Altro amico fedele fu Ambrogio Casati, che sovente veniva a trovarlo. Si discuteva di arte sacra (per anni Don Beniamino fu membro della Commissione Diocesana di Arte Sacra) e si progettava l’adeguamento dell’Oratorio di San Giovanni alle direttive della riforma liturgica.

Quando purtroppo la salute ha cominciato a fermarlo, per lui è stato un momento di ulteriore sofferenza, accettata però con serenità.

Tutti i giorni il suo ritiro era in sacrestia, dove lo si trovava dopo la celebrazione della Santa Messa.

E li aspettava sempre chiunque andasse a fargli visita, per fare quattro chiacchiere. Le visite assicurate erano di Don Emilio Villani, parroco di Sant’Antonino, suo carissimo amico che passava immancabilmente al martedì e venerdì, scendendo a Voghera per il mercato; e tutti i giorni l’Arciprete Mons. Boveri.

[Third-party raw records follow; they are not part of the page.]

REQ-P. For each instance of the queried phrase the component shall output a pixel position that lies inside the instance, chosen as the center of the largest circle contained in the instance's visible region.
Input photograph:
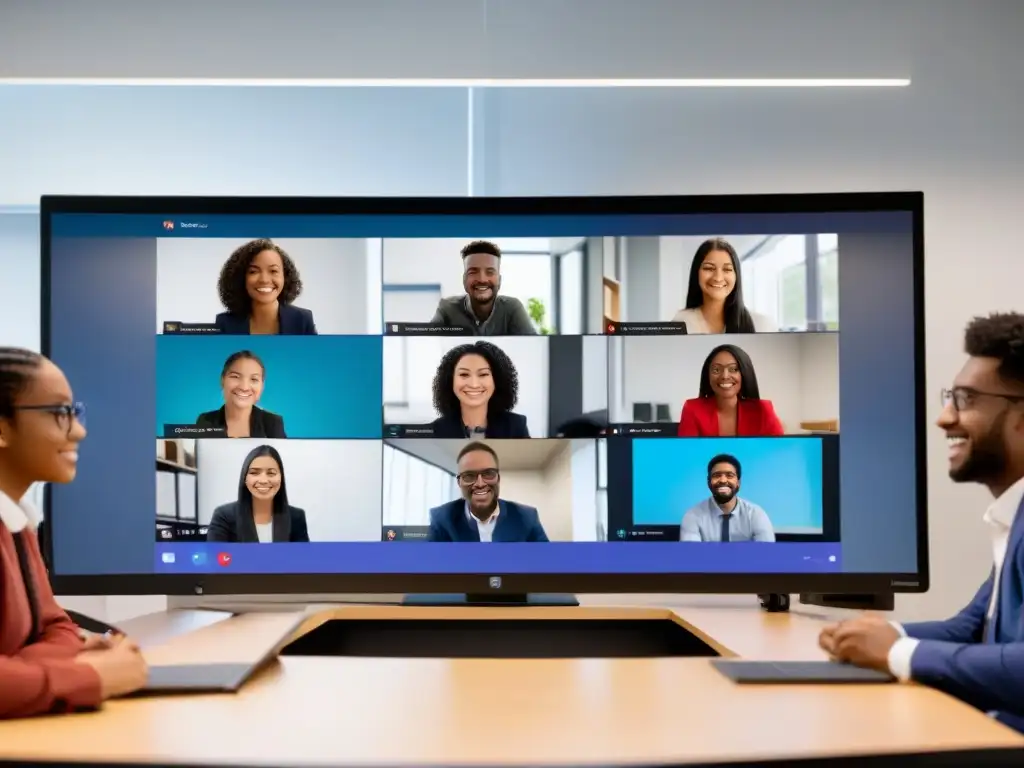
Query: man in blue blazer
(977, 655)
(480, 515)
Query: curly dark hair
(1000, 335)
(502, 370)
(16, 368)
(480, 246)
(231, 285)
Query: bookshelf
(177, 497)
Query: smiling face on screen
(724, 376)
(717, 275)
(265, 278)
(263, 478)
(480, 482)
(242, 383)
(473, 381)
(723, 481)
(481, 278)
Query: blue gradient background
(326, 387)
(102, 293)
(782, 475)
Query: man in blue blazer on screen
(481, 515)
(977, 655)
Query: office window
(570, 293)
(413, 487)
(527, 278)
(828, 280)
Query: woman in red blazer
(730, 401)
(46, 665)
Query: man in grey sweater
(481, 311)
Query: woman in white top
(715, 297)
(261, 514)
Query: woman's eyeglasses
(65, 413)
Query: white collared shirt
(999, 518)
(17, 516)
(486, 527)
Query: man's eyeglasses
(964, 397)
(65, 413)
(469, 478)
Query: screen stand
(881, 601)
(774, 602)
(486, 600)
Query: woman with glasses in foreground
(46, 664)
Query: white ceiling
(497, 38)
(513, 456)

In lui si vedeva la gioia dal come li riceveva.

Quando le condizioni di salute andarono gravemente peggiorando, e la sua fedelissima domestica Carolina non era più in grado di assolvere all’assistenza in quanto anziana anche lei, si dovette allontanarlo dal “suo San Giovanni”, con grande difficoltà e sua sofferenza.

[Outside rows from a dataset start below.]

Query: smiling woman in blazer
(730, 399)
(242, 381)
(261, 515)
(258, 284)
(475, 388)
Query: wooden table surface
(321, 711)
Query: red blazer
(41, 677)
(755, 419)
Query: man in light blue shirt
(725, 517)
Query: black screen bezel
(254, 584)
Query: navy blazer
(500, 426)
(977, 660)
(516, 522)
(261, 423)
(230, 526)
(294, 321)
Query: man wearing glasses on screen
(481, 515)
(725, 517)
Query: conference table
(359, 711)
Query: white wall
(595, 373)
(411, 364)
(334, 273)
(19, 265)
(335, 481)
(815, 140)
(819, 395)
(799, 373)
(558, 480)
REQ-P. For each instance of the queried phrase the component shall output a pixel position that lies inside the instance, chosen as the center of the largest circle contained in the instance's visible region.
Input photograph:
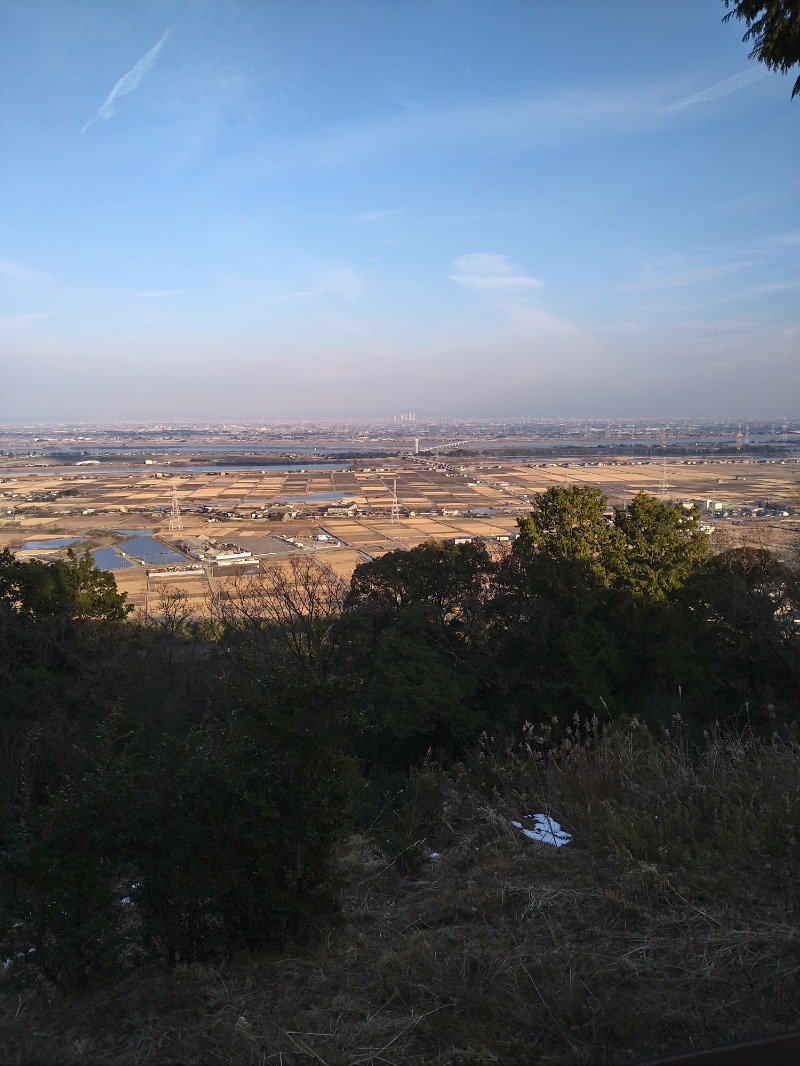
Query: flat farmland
(433, 501)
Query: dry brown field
(434, 503)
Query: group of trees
(204, 766)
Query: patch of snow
(545, 829)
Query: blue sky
(254, 209)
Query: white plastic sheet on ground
(545, 829)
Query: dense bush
(186, 851)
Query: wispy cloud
(516, 124)
(686, 277)
(488, 272)
(127, 83)
(337, 281)
(15, 273)
(376, 215)
(719, 90)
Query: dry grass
(622, 943)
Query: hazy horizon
(253, 211)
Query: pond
(148, 550)
(107, 559)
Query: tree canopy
(773, 27)
(72, 587)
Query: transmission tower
(664, 488)
(175, 519)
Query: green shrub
(219, 841)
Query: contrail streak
(721, 89)
(127, 83)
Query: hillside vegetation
(285, 832)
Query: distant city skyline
(250, 210)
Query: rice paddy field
(44, 506)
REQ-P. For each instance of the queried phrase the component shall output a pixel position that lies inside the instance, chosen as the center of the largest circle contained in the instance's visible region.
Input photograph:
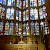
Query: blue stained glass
(43, 1)
(1, 1)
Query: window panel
(32, 28)
(33, 3)
(25, 3)
(10, 13)
(42, 12)
(11, 28)
(2, 12)
(41, 2)
(4, 2)
(33, 14)
(46, 29)
(37, 28)
(1, 26)
(16, 28)
(19, 4)
(18, 15)
(24, 16)
(10, 2)
(6, 28)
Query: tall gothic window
(23, 17)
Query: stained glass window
(10, 13)
(41, 2)
(20, 29)
(32, 28)
(42, 12)
(24, 16)
(24, 29)
(33, 14)
(16, 28)
(19, 4)
(2, 12)
(3, 2)
(1, 26)
(6, 28)
(11, 28)
(42, 25)
(33, 3)
(46, 29)
(25, 3)
(10, 2)
(37, 28)
(27, 14)
(18, 15)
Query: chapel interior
(24, 24)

Nel settembre del 1978 fu portato all’ospedale di Stradella, dove venne assistito dai nipoti, residenti in Broni. A ottobre venne trasferito a Castelnuovo Scrivia.

Il sottoscritto con Mons. Boveri più volte alla settimana andavamo a trovarlo. Per lui era una gioia. La sera del 2 giugno, avvisati dai nipoti, corremmo al suo capezzale dove trovammo anche Mons. Libero Meriggi, Vicario Generale.

Insieme a don Beniamino, ancora cosciente, abbiamo recitato il Padre Nostro. Per sollevarlo, gli feci intendere che lo portavamo a casa, e ho visto sul suo volto una lacrima insieme a un sorriso, come per dire “Finalmente torno a San Giovanni”.

Il giorno del funerale, celebrato in Duomo dal Vescovo Mons. Luigi Bongianino, c’era molta gente e tanti sacerdoti, a dirgli ancora una volta grazie per quello che ci ha dato.